Las arrugas y líneas de expresión en nuestros ojos son, sin duda, uno de los grandes cambios que notamos una vez pasada una edad. Victoria Beckham tenía claro que para evitar que esta zona acabase marcada por los signos del envejecimiento, debía intentar sonreír lo menos posible. Y lo llevó a cabo. La diseñadora británica estuvo varios años sin esbozar ni una leve sonrisa delante de las cámaras. Un secreto de belleza un tanto insólito que ni de lejos te vamos a proponer. Es cierto que cuando nos reímos, movemos muchas de las partes de nuestra cara (frente, ojos, mandíbula…) y que al ejercitar estos músculos, las líneas de expresión se hacen cada vez más profundas y marcadas. Sin embargo, si lo que buscamos es disimular nuestras arruguitas de los párpados y rejuvenecer la mirada, el truco está en un buen maquillaje con el que puedas reír a carcajadas y seguir estando divina.

Las arrugas son naturales. Eso es lo primero que debemos tener en cuenta. Querer eliminarlas por completo de nuestra piel es, a parte de extremadamente caro, un imposible. Las arrugas existen sí, pero no debemos martirizarnos con ellas. Lo que sí que podemos hacer es intentar disimularlas, darle otro aspecto. Y eso se consigue gracias al maquillaje.
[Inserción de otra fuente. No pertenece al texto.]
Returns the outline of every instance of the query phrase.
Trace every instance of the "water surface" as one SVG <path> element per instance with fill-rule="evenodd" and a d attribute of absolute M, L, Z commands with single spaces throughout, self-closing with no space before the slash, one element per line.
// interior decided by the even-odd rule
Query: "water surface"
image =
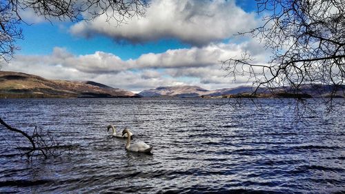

El maquillaje que hará que nuestra mirada parezca más joven

Una de las grandes expertas en ocultar su arruguitas de los párpados a través de maquillaje es Vicky Martín Berrocal. La diseñadora y colaboradora de televisión siempre apuesta por el mismo make up y consigue resultados espectaculares. Para ello, se inspira en la técnica de medicina estética foxy eyes que, a través de unos hilos dispuestos en la frente y en la sien, se consigue elevar la ceja y estirar también la parte externa del párpado superior. Ella no se introduce ningún hilo tensor en su piel, pero sí que imita, brochazo a brochazo, lo que estos consiguen.

No hay más que usar una paleta de sombras marrones, ocres y terracotas (que son las que mejor disimulan las arrugas y más profundizan nuestra mirada); y con ella pigmentar nuestros párpados y la línea inferior de nuestros ojos, intentando buscar un resultado difuminado. Un degradado en tonos otoñales que, unido a una buena máscara de pestañas y a un poco de eyeliner negro, consigue darle un aspecto mucho más joven a nuestra mirada. Fácil, sencillo y muy efectivo.